La fin justifie les moyens

C’est toujours la même histoire. Quand je dépose mon pied pas trop marin sur un bateau, je tangue vers l’inconnu, vers une douce incertitude bénéfique. Je largue les mares de questionnements qui enrobent ma tête et m’embarque vers un autre quelque part. Avec une extase toute singulière.

Pourquoi? Parce que. Il y a toujours quelque chose qui attend de l’autre côté. Un oiseau, des tacos, des expériences et des petits picotements. Des choses comme ça.

La traversée s’inscrit sur la ligne du temps. Un point perdu entre le passé, le présent et l’avenir. Comme un caillou que l’on jette à la mer, en sachant qu’il va atteindre le fond, sans savoir à quel moment.

En attendant, le petit caillou jouit de l’eau qui caresse ses surfaces. Au cours des prochaines heures, j’aurai le temps de me la couler douce, et j’en suis très heureux. Fait du bien des fois de ne rien faire.

Labyrinthe

Un employé de Baja Ferries me pointe une minuscule salle qui semble être le point de départ d’un labyrinthe de tuyaux. Un souvenir surgit alors de ma mémoire. Dans les petits cahiers de jeux de mon enfance, j’ai toujours été plutôt incompétent pour trouver l’ultime issue des labyrinthes. J’aboutissais toujours dans un recoin, un cul-de-sac. Au premier essai, comme au vingt-huitième.

Je faisais disparaître le trait de crayon avec une efface dure et rose, créant ainsi un véritable brouillon, que je finissais par chiffonner en boule.

Je n’ai jamais compris pourquoi les effaces dures et roses existaient. Elles n’effacent pas, elles brouillent. Et les labyrinthes, eux, à quoi ils servent?

J’adosse mon vélo sur un gros tuyau et me lance dans le labyrinthe d’escaliers qui aboutit sur le pont extérieur. Miraculeusement, je ne me perds pas. Ça tombe bien, je n’ai pas le goût de m’effacer.

Là, j’y rejoins des passagers immobiles, les yeux fixés au rivage. Je fais la gaffe de m’infiltrer aux côtés d’un petit couple de Français habillés pareil. Petite culotte bleue pour lui, petite culotte bleue pour elle. Petit chandail gris pour elle, petit chandail gris pour lui.

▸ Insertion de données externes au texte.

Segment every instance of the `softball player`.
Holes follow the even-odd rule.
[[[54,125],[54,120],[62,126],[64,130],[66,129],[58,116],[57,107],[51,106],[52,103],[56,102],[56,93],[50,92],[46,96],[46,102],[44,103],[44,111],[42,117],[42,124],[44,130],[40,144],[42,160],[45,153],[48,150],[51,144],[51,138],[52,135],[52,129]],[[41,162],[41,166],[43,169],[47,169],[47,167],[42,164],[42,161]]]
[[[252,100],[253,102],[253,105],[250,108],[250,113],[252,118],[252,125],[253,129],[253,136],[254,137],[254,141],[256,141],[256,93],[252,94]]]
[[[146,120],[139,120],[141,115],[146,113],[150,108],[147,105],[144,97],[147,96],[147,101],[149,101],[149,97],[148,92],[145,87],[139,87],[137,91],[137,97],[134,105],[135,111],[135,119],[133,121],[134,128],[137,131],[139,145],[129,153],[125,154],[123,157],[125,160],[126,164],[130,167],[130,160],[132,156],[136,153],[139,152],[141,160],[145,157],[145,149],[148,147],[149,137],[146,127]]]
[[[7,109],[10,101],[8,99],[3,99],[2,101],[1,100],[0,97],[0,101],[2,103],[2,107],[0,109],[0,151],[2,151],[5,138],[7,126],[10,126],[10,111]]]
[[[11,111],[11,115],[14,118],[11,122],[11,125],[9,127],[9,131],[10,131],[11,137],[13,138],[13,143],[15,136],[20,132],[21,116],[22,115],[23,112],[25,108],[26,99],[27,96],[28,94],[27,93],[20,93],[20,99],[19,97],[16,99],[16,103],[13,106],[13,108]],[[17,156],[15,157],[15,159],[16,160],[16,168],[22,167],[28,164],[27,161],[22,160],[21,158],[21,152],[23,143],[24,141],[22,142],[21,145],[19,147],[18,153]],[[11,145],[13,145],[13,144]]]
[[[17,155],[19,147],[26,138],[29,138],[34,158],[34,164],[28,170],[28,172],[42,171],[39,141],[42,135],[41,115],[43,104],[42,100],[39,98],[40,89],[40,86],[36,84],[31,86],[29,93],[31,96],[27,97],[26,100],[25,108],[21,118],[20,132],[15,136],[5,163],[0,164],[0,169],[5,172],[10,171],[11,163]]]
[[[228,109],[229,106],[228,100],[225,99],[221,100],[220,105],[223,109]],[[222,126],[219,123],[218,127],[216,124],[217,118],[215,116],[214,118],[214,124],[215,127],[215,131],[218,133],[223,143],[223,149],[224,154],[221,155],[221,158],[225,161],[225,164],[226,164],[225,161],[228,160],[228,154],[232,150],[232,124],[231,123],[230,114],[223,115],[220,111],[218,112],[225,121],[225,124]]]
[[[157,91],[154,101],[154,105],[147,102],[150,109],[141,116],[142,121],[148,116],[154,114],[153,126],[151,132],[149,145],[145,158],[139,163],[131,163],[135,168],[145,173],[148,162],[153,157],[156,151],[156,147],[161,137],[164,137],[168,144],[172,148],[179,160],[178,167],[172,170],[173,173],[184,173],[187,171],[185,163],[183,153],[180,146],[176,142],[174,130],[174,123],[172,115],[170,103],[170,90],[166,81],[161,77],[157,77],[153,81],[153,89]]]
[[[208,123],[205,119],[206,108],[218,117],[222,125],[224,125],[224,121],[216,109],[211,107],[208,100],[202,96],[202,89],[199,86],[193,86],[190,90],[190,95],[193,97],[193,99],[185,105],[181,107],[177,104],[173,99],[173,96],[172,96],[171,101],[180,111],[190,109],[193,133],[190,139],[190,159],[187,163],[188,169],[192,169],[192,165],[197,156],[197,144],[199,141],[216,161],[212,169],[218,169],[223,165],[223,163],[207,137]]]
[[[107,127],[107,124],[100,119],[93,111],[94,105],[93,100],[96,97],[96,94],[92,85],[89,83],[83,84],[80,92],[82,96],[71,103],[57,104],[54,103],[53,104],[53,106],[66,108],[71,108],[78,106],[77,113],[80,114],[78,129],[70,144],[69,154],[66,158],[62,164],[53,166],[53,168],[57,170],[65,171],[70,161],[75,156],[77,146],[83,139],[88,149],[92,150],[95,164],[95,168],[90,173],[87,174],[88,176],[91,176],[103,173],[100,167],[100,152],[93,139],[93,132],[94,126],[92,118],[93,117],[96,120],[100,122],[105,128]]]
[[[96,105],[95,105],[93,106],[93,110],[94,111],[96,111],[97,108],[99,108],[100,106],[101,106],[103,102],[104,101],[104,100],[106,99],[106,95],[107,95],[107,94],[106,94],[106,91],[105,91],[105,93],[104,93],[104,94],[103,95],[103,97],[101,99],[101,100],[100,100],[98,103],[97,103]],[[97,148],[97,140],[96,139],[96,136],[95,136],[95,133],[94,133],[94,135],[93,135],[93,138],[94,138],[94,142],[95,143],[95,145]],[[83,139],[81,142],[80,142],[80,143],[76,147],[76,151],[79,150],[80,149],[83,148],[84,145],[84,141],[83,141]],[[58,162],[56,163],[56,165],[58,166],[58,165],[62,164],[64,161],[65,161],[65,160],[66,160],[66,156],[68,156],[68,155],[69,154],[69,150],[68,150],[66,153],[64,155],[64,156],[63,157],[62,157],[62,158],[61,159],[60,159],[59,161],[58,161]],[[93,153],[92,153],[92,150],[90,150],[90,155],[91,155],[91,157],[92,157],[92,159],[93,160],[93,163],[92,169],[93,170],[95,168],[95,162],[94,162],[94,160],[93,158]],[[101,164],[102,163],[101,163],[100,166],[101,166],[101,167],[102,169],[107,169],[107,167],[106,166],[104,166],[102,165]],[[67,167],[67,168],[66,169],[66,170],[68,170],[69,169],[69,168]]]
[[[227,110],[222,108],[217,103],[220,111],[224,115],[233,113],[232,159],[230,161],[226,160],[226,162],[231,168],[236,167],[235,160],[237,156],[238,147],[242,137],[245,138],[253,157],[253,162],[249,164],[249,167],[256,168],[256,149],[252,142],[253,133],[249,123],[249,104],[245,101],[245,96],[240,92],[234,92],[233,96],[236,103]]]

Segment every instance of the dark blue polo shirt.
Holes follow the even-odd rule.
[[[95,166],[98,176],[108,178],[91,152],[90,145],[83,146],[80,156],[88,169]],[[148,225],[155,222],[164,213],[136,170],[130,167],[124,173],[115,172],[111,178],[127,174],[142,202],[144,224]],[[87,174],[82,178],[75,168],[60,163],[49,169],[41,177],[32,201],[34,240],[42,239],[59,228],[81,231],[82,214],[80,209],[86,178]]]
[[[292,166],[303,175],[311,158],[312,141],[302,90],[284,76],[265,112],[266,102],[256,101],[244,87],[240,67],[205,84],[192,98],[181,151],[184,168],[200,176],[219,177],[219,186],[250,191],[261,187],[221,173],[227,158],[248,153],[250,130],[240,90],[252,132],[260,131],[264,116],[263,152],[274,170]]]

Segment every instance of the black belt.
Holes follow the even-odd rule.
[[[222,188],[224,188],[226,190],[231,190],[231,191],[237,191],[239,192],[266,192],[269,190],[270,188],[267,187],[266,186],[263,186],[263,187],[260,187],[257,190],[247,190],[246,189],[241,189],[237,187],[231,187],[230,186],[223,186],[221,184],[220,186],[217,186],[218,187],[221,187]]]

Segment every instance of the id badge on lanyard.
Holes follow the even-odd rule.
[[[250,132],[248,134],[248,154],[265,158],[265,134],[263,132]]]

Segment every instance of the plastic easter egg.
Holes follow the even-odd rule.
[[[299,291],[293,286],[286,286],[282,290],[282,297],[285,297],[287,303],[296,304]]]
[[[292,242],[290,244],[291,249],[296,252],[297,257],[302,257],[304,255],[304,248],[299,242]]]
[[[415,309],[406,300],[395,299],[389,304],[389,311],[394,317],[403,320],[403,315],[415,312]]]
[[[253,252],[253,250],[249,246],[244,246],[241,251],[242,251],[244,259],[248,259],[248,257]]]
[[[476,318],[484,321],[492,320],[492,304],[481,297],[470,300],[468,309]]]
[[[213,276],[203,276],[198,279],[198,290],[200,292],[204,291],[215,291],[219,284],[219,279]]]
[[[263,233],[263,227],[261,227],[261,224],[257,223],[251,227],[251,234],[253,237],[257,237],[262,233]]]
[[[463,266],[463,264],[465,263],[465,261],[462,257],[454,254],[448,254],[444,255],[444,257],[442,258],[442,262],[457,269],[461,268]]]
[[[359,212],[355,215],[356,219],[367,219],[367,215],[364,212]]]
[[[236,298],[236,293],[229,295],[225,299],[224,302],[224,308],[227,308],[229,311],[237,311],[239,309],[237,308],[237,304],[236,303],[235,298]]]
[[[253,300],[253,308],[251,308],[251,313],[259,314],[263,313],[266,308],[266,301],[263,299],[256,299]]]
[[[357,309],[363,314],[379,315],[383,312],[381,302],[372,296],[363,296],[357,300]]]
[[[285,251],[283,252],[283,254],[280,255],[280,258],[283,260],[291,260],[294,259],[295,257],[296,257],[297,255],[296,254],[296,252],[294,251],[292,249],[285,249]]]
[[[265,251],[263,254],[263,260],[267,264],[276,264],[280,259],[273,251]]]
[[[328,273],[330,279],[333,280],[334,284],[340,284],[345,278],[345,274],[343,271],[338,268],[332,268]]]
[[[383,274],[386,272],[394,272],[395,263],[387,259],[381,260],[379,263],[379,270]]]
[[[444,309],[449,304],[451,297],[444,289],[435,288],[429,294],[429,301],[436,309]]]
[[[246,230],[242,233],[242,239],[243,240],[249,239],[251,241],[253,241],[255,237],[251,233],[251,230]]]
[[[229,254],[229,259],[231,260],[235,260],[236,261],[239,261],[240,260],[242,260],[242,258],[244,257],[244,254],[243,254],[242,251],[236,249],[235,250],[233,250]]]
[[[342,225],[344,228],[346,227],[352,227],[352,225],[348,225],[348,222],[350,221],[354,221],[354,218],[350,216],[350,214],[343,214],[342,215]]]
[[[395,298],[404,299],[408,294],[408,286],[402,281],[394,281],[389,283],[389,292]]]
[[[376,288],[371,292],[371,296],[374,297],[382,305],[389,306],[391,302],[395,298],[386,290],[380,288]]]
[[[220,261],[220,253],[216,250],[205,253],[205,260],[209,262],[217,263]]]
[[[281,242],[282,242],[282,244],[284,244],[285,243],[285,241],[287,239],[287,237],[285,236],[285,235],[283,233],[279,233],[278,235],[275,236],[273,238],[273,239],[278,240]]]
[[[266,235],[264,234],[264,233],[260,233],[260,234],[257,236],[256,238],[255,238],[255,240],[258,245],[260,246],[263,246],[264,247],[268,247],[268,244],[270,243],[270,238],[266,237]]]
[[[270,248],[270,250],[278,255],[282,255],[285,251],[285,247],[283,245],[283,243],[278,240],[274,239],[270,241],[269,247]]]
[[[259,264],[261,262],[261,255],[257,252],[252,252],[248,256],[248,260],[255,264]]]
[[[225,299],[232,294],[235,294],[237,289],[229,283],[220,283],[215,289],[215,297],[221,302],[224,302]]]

J’essaie, par tous les moyens, de les trouver «cutes». En vain. Ils m’énervent. Je ne suis pourtant pas en position de juger qui que ce soit. J’ai les cheveux hirsutes, les shorts sales et les doigts tout noirs. Et comme dirait ma sœur, je sens «l’odeur».

Je troque les petits Français pour une couple de Tecate, dans le bar du bateau. Une grosse boule-miroir flotte au-dessus de ma tête. Ça fume. Je suis le seul touriste.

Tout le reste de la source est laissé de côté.